I've told the new guys at work to set their standards high, but not LW high. LW is a contract retread employed for thirty years, retired, and rehired until we can get some folks trained. One of LW's favorite phrases is "All the girls want me, all the guys want to BE me." I decided a while back to help build the legend in his mind, so I've been telling everyone about the inevitable disappointment of comparing one's self to him in any arena. "It's better," I say, "to just do the best you can, and know you've worked alongside the great one."
We have an excellent director who is openly gay, and I've never heard anyone joke about her before LW the other morning. He somberly shook his head and commented to nobody in particular, "It must be so confusing for her. She doesn't know whether to want me, or want to BE me."
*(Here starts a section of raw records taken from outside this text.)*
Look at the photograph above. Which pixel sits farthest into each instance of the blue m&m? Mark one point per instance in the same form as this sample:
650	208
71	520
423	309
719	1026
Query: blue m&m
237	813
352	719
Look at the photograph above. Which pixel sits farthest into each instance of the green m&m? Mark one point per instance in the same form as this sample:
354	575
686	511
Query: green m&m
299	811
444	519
Now, we all busted out laughing as he shook his head compassionately as he left the room, but I wondered later how a slightly different audience would have responded to the joke. Sexual preference is a protected category, and any reference could land you in HR discipline. I suspect that our manager would laugh along, because the joke is as much about LW, their relative positions in the organization, and his Fonzie-like self promotion than anything else, and we've heard the want-me-BE-me line for so long. But I know there are those who would perceive an attack, and relish the opportunity to escalate it.
LW can afford to take a risk for a laugh, and that adds to the humor. I may not want to BE him, but I wouldn't mind being in the employment position he occupies now. The cliche is "It's a great gig, if you can get it!"